Casamento civil homoafetivo

Saiba como formalizar a relação em Cartório de Registro Civil

Casais homossexuais têm o direito de oficializar o casamento diretamente em Cartório de Registro Civil. A previsão veio com a Resolução nº 175/2013 do Conselho Nacional de Justiça (CNJ), que entrou em vigor em maio de 2013. A norma tornou obrigatória a realização de casamento entre pessoas do mesmo sexo em Ofícios de Registro Civil de todo o Brasil. Desde então, quase 20 mil cerimônias homoafetivas foram realizadas nos cartórios brasileiros.

De acordo com o regramento, o casamento civil homoafetivo não pode ser diferente do matrimônio entre casais heterossexuais. O trâmite é o mesmo, os documentos necessários para dar entrada no processo são iguais e os nubentes (sejam homens ou mulheres) também possuem os mesmos direitos, como participação em plano de saúde, pensão alimentícia e divisão dos bens adquiridos.

No Cartório
Para dar entrada no pedido, é necessário que o casal compareça a um Cartório de Registro Civil, com pelo menos 30 dias de antecedência da data esperada para a realização do casamento.

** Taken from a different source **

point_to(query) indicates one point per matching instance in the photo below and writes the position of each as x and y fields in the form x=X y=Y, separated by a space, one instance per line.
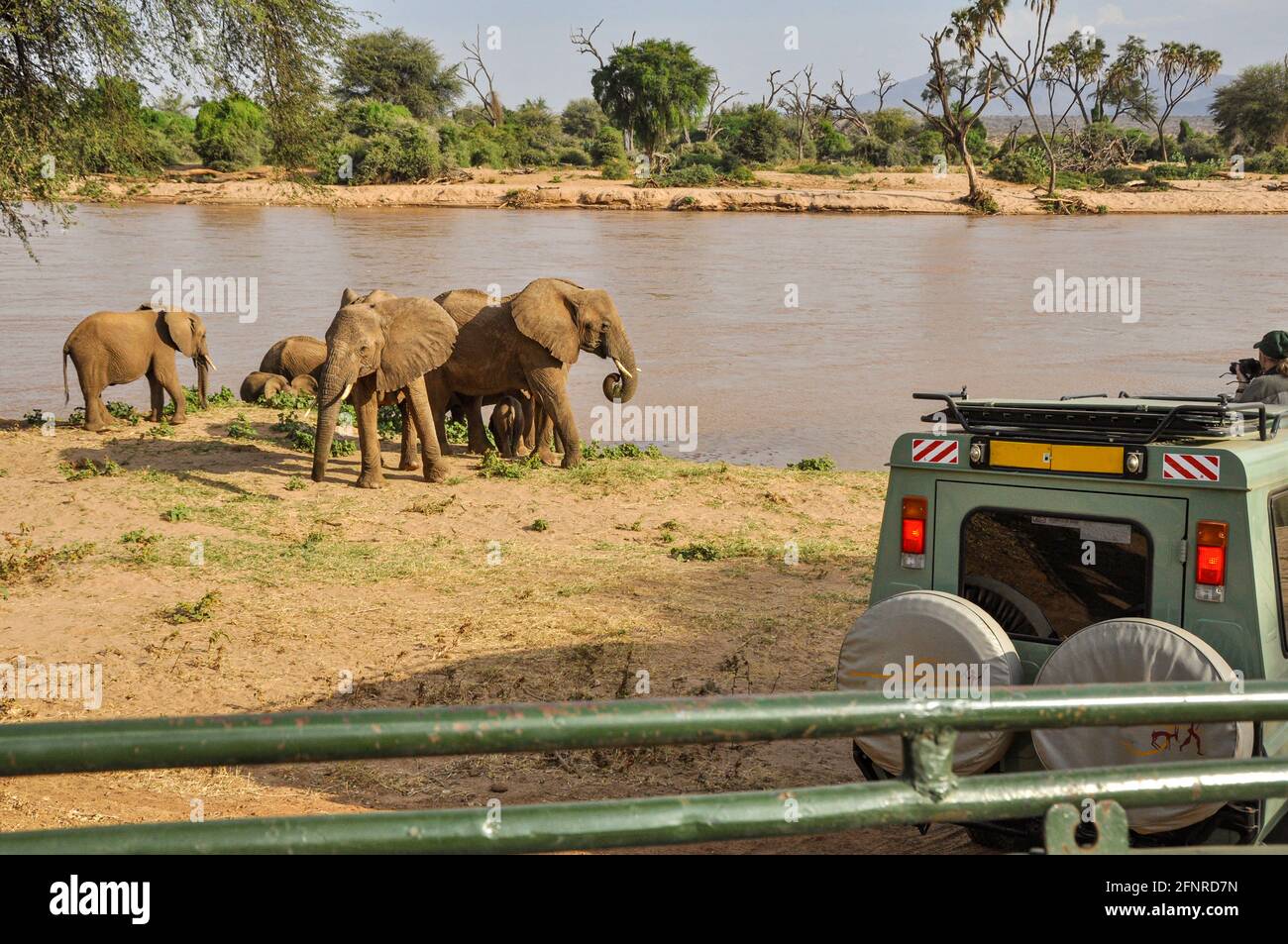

Nesse primeiro momento, é preciso dar entrada no requerimento da habilitação para casamento. Para isso, são necessários RG e CPF originais, que podem ser substituídos pela CNH original, e a Certidão de Estado Civil dos noivos (nascimento para os solteiros, casamento com averbação do divórcio para os separados ou casamento com certidão de óbito para os viúvos).

O casal também deverá estar acompanhado de duas testemunhas, que não podem ser os pais de ambos. Caso os noivos sejam menores, é indispensável a presença dos pais ou responsáveis. Nesse caso, os pais não podem ser as testemunhas.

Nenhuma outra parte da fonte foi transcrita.